Na grande maioria das cidades brasileiras a tarifa é calculada tomando-se por base a metodologia desenvolvida pela Empresa Brasileira de Planejamento de Transportes no início da década de 1980, que teve seus coeficientes atualizados em meados da década de 1990. Esta metodologia leva em consideração os seguintes parâmetros:

 O número de passageiros transportados
 A quilometragem percorrida
 O custo quilométrico

Dividindo-se o número de passageiros transportados mensalmente, pela quilometragem percorrida, também mensalmente, pela frota de transporte coletivo da cidade, calcula-se o IPK (índice passageiro por quilômetro). A tarifa é calculada dividindo-se o custo quilométrico pelo IPK.

De acordo com esta metodologia, portanto, o que mais influencia na tarifa é o IPK. Este índice era próximo a 3 em 1989, quando começou a ser adotado em Niterói, e está hoje em torno de 1,5. Quando o IPK cai a metade, o preço da tarifa dobra, mantido o mesmo custo por quilômetro rodado. Isto significa que o preço da tarifa podia ser a metade do que é cobrado hoje, isto é: algo em torno de noventa centavos!

E porque o IPK vem caindo tanto?

Naturalmente, o IPK cai pelo aumento da frota circulante ou pela redução do número de passageiros transportados. E é exatamente isso que vem ocorrendo em Niterói nos últimos anos. De acordo com dados fornecidos pela Prefeitura, enquanto a demanda (passageiros pagantes) caiu em 30% no período considerado, a oferta (quilometragem percorrida) aumentou em 36% no mesmo período.

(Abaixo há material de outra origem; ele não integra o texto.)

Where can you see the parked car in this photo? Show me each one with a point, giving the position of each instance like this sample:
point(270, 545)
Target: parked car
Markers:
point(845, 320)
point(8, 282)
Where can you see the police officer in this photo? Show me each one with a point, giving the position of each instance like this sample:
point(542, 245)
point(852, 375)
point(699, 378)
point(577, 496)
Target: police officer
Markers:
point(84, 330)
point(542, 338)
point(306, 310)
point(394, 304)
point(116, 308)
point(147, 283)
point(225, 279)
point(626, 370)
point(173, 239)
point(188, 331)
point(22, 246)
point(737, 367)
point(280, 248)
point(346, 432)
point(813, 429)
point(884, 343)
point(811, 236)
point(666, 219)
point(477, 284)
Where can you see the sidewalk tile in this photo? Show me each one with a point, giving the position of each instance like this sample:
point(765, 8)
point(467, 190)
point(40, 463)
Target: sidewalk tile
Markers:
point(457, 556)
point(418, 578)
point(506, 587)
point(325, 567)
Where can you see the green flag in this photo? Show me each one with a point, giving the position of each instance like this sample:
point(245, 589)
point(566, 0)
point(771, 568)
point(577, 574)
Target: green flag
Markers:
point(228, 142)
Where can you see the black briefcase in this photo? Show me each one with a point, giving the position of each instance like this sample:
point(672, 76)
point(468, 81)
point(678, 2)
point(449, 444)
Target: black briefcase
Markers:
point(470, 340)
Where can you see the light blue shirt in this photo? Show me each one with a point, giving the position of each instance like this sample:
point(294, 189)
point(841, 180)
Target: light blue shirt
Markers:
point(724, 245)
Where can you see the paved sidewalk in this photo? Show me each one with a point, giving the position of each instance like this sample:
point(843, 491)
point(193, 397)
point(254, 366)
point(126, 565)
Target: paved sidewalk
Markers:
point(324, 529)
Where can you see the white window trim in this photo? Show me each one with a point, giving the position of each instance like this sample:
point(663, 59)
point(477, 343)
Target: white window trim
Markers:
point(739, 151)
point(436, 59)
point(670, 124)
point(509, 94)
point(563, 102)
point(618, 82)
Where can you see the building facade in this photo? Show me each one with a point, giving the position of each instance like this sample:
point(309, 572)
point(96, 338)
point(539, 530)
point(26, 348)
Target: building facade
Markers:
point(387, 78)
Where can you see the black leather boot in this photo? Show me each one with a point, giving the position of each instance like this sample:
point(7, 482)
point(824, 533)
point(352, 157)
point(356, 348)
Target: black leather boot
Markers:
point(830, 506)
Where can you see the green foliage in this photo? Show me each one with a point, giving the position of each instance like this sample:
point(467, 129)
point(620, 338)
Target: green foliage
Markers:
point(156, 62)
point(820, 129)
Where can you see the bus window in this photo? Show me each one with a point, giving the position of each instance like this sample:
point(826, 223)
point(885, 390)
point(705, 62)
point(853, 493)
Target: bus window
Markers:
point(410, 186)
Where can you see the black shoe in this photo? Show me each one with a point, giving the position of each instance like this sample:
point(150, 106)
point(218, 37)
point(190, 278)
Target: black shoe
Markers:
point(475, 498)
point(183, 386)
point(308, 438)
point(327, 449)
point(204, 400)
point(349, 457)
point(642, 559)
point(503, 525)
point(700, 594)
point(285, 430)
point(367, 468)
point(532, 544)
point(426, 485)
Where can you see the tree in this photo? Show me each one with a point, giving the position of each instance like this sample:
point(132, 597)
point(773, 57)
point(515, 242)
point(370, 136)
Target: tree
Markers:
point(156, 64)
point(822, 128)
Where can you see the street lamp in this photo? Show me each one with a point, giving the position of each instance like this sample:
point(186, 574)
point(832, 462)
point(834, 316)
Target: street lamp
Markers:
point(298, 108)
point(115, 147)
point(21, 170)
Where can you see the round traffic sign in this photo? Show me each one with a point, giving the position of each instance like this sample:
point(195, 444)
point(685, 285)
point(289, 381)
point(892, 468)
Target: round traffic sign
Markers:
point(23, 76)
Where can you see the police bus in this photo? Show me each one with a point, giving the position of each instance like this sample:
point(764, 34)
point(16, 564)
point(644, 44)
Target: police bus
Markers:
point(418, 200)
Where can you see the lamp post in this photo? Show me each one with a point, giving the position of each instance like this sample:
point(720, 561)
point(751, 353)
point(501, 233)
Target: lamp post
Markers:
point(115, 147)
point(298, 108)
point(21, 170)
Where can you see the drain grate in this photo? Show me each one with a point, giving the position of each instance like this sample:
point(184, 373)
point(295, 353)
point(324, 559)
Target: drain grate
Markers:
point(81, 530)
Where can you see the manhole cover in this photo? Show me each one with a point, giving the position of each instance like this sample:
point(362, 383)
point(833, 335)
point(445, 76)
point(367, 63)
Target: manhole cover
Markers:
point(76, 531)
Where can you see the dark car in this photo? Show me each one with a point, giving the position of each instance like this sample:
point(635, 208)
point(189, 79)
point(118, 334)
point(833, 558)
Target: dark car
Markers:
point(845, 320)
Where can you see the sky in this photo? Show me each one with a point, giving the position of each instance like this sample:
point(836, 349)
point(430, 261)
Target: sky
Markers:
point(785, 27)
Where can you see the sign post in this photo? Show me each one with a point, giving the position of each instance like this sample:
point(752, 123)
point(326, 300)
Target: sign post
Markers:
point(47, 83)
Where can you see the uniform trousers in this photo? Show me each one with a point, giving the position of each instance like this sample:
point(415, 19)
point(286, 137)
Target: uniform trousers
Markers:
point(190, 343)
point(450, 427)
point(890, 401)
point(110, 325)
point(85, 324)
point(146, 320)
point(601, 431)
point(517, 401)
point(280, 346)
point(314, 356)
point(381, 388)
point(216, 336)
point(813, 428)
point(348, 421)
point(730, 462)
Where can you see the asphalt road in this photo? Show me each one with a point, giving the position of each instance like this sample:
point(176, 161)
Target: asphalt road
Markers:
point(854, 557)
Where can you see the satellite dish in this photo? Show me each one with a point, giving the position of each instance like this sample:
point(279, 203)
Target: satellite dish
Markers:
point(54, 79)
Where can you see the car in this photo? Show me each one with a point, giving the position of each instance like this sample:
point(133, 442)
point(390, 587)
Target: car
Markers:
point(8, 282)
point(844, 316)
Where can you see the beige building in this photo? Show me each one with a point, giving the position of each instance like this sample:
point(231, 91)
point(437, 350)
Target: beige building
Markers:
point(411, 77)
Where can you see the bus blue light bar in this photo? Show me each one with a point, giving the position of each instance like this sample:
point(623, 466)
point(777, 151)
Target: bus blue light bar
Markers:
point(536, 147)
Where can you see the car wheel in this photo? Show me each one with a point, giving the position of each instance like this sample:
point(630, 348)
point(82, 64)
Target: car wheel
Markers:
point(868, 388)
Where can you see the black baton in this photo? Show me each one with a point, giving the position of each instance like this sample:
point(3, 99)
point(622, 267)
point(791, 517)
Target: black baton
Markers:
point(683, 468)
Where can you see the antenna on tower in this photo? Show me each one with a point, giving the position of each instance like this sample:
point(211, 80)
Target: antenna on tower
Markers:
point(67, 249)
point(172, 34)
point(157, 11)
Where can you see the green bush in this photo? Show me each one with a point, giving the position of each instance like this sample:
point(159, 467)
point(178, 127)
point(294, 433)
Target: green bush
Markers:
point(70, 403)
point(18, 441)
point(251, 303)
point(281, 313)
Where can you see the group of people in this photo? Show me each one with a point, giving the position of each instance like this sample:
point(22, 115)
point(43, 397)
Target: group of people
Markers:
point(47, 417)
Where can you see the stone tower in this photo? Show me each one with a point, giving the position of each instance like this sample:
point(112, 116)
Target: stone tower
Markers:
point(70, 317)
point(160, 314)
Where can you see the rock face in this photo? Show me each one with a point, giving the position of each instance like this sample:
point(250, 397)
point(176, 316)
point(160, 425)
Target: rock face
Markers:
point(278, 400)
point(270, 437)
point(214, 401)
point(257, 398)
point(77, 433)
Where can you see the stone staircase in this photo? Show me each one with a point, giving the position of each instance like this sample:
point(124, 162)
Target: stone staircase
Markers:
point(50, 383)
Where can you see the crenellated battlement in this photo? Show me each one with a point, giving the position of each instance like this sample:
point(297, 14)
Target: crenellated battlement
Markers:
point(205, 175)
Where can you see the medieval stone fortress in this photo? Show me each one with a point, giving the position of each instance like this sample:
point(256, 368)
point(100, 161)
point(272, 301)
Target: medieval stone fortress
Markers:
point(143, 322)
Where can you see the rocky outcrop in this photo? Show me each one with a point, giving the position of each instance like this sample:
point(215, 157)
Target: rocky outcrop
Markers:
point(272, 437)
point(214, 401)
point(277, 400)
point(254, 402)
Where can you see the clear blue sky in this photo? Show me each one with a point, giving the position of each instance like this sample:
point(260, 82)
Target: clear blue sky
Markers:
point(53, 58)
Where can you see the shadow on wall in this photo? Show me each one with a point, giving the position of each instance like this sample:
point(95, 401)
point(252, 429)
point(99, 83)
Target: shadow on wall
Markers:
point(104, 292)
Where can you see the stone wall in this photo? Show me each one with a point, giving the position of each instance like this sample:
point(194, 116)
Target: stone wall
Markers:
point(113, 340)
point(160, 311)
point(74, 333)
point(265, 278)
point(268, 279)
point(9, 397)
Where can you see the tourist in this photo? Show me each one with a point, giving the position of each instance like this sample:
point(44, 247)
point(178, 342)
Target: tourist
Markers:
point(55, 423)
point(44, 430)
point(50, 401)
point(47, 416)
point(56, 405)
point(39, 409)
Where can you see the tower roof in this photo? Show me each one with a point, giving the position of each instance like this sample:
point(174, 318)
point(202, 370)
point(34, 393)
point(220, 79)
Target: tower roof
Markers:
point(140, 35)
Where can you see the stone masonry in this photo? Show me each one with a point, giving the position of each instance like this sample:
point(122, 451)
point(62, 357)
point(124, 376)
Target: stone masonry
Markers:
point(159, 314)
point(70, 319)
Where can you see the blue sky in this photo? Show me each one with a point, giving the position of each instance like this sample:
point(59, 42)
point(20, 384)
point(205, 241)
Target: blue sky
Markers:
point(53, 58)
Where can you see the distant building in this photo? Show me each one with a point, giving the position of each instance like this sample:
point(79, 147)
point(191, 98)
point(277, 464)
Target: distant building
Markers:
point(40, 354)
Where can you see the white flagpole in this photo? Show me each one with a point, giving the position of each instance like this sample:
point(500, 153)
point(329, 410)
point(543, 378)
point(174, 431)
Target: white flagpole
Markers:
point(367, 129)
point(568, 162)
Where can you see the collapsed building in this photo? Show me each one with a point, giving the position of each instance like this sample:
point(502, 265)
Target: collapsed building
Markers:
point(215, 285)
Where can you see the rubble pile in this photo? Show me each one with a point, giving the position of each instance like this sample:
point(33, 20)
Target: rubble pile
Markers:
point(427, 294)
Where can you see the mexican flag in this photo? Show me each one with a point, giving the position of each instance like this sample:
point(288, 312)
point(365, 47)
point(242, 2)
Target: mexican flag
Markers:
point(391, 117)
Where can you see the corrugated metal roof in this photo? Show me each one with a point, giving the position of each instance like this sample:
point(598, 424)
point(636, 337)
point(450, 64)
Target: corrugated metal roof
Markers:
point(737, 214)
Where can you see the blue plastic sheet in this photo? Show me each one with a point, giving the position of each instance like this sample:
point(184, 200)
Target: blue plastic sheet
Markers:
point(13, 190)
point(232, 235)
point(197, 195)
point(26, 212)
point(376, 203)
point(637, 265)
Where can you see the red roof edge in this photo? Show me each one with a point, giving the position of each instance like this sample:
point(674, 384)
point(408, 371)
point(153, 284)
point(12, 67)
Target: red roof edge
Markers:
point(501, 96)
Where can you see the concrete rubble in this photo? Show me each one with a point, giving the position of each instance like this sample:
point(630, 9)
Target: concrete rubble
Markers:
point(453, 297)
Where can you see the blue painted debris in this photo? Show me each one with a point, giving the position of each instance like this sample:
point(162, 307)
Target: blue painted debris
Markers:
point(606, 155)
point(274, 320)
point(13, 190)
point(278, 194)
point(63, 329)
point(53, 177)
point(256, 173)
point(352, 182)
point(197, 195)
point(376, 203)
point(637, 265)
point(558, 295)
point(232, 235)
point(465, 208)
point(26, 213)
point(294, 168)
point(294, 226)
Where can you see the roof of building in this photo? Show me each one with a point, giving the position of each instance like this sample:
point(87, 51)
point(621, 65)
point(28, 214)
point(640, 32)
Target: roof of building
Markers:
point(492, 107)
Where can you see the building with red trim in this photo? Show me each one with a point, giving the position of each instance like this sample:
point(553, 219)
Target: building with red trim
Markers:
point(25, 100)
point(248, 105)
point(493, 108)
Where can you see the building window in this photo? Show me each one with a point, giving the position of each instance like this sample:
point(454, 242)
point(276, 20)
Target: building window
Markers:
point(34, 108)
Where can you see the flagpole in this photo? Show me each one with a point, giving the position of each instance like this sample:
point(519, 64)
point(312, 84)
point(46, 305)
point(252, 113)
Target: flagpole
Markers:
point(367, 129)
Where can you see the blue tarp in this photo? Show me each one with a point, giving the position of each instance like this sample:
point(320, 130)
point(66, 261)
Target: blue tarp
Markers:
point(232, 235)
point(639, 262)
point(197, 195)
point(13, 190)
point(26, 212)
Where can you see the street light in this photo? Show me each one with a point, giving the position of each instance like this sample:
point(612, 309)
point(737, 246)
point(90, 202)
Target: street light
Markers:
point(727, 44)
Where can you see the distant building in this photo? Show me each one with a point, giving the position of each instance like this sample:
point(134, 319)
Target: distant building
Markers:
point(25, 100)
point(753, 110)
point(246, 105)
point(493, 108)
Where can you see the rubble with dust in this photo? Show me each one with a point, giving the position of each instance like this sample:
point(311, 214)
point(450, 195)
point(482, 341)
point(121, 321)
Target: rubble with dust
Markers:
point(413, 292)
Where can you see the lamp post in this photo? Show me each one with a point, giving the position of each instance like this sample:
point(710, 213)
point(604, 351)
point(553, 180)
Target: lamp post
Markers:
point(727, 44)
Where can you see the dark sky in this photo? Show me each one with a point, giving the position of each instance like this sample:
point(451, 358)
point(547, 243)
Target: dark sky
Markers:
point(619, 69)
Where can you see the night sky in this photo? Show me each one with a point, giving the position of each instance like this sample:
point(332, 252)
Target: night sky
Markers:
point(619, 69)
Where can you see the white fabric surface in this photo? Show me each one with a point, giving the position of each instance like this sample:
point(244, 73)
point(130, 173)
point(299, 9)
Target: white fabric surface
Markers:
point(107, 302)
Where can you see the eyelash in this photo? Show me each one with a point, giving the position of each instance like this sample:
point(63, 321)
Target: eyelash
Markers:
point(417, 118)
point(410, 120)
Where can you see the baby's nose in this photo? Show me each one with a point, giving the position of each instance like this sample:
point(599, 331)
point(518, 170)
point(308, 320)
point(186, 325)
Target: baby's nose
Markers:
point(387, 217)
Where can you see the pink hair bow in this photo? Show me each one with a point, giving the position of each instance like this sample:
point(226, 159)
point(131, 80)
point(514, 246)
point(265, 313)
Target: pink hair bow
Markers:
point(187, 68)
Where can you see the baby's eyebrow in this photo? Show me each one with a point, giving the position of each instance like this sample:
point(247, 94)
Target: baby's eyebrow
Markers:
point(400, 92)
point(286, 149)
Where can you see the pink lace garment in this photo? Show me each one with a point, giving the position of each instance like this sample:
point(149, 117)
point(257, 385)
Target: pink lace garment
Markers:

Isso demonstra que nosso Sistema de Transporte Público Coletivo vem perdendo eficiência a cada ano. Muitas são as causas desta enorme perda de produtividade que, aliás, ocorre também nas outras cidades brasileiras: a concorrência do transporte alternativo; o crescente uso do transporte individual; a falta de prioridade para o transporte coletivo no sistema viário; a exclusão dos mais pobres, decorrente do aumento da tarifa e do desemprego ou sub-emprego; a redução no uso do vale transporte devido à crescente informalidade do mercado de trabalho, entre outras. Todavia, quem paga a conta é o usuário, pois a metodologia adotada repassa para tarifa todos os custos da ineficiência do sistema de transportes da cidade.

A elevação das tarifas de transportes públicos, com índices muito superiores ao custo de vida, não é um fenômeno que ocorre apenas em Niterói, é uma questão nacional. Já estamos acostumados a ouvir, quando o governo anuncia os índices oficiais, que as tarifas públicas pressionam a inflação. O Fórum Nacional de Secretários de Transportes, a Frente Nacional dos Prefeitos e a ANTP – Associação Nacional de Transporte Público, vêm discutindo o problema nos últimos anos e apontam algumas soluções, que nos parece interessante discutir:

1 – Redução de tributos sobre o Transporte Público Coletivo.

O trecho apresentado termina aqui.